PMI sought to challenge the ban on HTPs in Mexico by framing it as a trade barrier, asking DG TRADE to raise the issue with Mexican authorities. PMI similarly framed Brazil’s ban on e-cigarettes and HTPs as a breach of EU trade agreements.

“It’s not enough for these tobacco companies to undermine health policy in Europe,” said Jorge Alday, Director, STOP at Vital Strategies. “This investigation clearly demonstrates that the industry is trying to weaponize the EU’s diplomatic power to challenge other countries’ sovereign right to determine health policy to protect their people, especially youth. We call on the EU to fully uphold its obligations under the WHO FCTC, limit contact with the tobacco industry and make every interaction public. To protect health from the industry’s vested interests, these recommendations need to be binding and embedded across all EU institutions.”

Notes to Editors

Methodology

As the tobacco industry is uniquely harmful, the World Health Organization (WHO) Framework Convention on Tobacco Control (FCTC) requires its parties to keep the industry out of policymaking. When contact is necessary, all meetings must be fully transparent. The WHO FCTC has been ratified by the European Union, so it is obligated to fulfill these commitments under the treaty.

Contre-Feu and STOP examined whether EU institutions are following these rules. They analysed the EU Transparency Register, the European Parliament’s record of lobbyist meetings and used freedom of information requests to identify exchanges between the tobacco industry and different European Commission departments. Targeted desk research including analysis of World Trade Organization documents and additional FOI requests were undertaken to collect evidence from outside the EU. Drawing upon all these information sources, Contre-Feu and STOP identified who was lobbying for the industry and documented declared spending on these activities, declared meetings, undeclared meetings and communications and evidence of the EU acting on the industry’s behalf.

A Deadly Industry

The tobacco industry is responsible for 7 million deaths annually.
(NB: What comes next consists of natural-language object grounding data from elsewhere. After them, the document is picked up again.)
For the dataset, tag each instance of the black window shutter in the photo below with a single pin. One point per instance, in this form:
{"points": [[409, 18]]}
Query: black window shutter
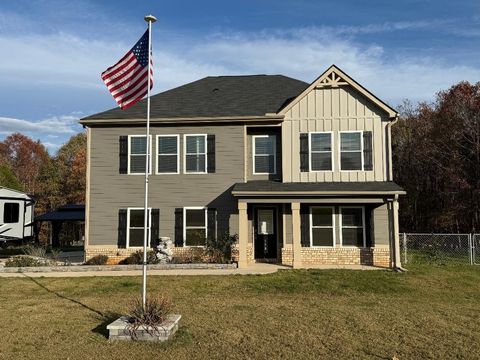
{"points": [[179, 227], [367, 151], [123, 155], [212, 223], [305, 226], [122, 228], [155, 228], [211, 153], [304, 152]]}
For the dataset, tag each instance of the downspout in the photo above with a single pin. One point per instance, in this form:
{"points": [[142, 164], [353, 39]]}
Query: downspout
{"points": [[389, 134]]}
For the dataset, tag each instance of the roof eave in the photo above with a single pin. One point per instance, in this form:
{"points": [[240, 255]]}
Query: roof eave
{"points": [[185, 120]]}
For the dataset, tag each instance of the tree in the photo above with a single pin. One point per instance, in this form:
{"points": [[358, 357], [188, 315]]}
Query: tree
{"points": [[8, 178], [25, 157], [437, 160]]}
The October 2025 WHO global report on trends in tobacco use confirms that the EU remains one of the regions hardest hit by the tobacco epidemic, with around 700,000 premature deaths every year. Tobacco also causes a massive economic burden: In 2009, it cost the EU €544 billion, the equivalent of 4.6% of Member States’ combined GDP.
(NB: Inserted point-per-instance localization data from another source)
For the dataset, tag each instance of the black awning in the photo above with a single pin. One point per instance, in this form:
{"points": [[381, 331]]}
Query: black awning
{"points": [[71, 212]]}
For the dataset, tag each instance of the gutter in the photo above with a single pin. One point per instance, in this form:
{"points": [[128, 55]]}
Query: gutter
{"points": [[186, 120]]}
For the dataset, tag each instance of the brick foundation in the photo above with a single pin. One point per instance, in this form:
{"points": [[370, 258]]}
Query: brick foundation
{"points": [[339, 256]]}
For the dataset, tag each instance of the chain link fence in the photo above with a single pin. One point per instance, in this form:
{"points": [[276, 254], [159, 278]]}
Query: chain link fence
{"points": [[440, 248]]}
The harm stretches far beyond public health and economic costs. Tobacco cultivation and waste drive severe environmental degradation, from deforestation to plastic and chemical pollution. The supply chain is also linked to widespread human rights abuses, including forced and child labour in tobacco-growing regions. It’s estimated that 1.3 million children are exploited in tobacco fields.


About STOP

STOP is a global network of academic and public health organizations. STOP connects experts in all aspects of the tobacco industry’s business to expose and counter its relentless efforts to sell harmful, addictive products. For more information, visit exposetobacco.org.

About Contre-Feu

Contre-Feu, the alliance against the tobacco industry (formerly ACT), is a public interest counter-lobby that has been working for over 30 years to create a world free of tobacco and nicotine products. Contre-Feu runs awareness and advocacy campaigns denouncing the strategies and manipulations of the world’s deadliest business: the tobacco industry. In addition to bringing together more than 20 non-profit organizations, Contre-Feu mobilizes decision-makers, civil society actors, the media and public opinion to see the emergence of France’s first tobacco-free generation by 2032.